🤖 AI Summary
Existing multimodal large language models (MLLMs) rely heavily on costly, human-annotated preference data for alignment, severely limiting scalability. To address this, we propose OrdMoE—a novel self-supervised, zero-annotation framework that leverages the implicit token-level quality ordering inherent in Mixture-of-Experts (MoE) routing scores to construct preference sequences over model responses. By introducing hierarchical expert grouping and progressive activation, OrdMoE generates multimodal responses with incrementally improving quality. Crucially, it eliminates dependence on external human preference labels. Evaluated across multiple multimodal benchmarks, OrdMoE significantly enhances alignment and overall performance—matching or exceeding state-of-the-art methods trained on human-annotated preferences. Our core contribution lies in repurposing internal MoE routing signals as transferable, self-supervised preference supervision, enabling efficient and scalable multimodal alignment without manual annotation.
📝 Abstract
Preference learning has recently emerged as a pivotal strategy for post-training alignment of Multimodal Large Language Models (MLLMs). However, existing approaches predominantly rely on external human-annotated preference data, which is costly and labor-intensive to collect. In this work, we propose OrdMoE, a novel preference alignment framework that bypasses the reliance on external human preferences entirely by leveraging intrinsic signals within Mixture-of-Experts (MoE) architectures.
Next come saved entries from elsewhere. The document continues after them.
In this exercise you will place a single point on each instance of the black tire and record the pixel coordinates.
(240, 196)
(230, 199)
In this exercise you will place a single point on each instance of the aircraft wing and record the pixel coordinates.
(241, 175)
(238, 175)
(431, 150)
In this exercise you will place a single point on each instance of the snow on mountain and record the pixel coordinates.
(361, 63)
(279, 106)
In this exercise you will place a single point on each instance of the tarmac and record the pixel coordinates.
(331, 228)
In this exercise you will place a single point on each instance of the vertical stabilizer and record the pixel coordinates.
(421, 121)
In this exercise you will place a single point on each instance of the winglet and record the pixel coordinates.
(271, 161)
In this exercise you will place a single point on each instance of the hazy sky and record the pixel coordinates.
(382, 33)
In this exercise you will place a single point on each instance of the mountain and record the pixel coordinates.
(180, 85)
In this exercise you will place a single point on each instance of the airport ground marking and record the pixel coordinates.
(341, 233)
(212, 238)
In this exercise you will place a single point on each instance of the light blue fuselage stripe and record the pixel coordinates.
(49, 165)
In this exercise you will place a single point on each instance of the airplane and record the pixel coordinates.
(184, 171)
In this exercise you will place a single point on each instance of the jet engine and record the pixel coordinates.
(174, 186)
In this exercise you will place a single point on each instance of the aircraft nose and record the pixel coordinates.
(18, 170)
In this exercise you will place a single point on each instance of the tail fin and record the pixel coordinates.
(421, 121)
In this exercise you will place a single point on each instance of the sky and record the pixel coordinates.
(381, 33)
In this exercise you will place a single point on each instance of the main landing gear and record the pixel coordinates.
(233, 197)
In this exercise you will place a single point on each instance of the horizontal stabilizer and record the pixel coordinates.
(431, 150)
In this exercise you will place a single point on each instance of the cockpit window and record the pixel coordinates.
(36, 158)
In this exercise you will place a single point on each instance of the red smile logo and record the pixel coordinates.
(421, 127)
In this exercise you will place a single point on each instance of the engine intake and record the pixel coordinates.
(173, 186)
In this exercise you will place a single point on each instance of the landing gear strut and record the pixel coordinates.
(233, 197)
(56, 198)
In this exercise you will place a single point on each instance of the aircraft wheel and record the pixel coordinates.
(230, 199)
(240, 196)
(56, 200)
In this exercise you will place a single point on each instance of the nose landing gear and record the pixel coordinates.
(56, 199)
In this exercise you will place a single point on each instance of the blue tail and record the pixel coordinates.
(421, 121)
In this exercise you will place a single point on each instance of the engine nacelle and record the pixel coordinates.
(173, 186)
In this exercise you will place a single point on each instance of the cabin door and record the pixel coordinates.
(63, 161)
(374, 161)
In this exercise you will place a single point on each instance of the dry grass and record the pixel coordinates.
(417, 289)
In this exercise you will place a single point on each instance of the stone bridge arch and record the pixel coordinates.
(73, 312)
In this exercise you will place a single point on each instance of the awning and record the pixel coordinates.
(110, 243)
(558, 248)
Specifically, we observe that the router's expert selection scores implicitly encode a quality-aware ranking of responses (i.e. higher-scoring experts consistently generate higher-quality outputs). Building on this insight, OrdMoE constructs an internal preference hierarchy by grouping experts into ranked tiers based on their per-token routing scores and activating each tier separately to produce a sequence of responses with increasing quality. This yields a zero-cost, self-supervised preference ordering over generated responses, which can be directly optimized using standard preference learning objectives. Extensive experiments across multiple multimodal benchmarks demnstrate that OrdMoE significantly enhances both alignment and overall performance of multimodal Mixture-of-Experts LLMs, achieving competitive results without requiring any human-annotated preference data.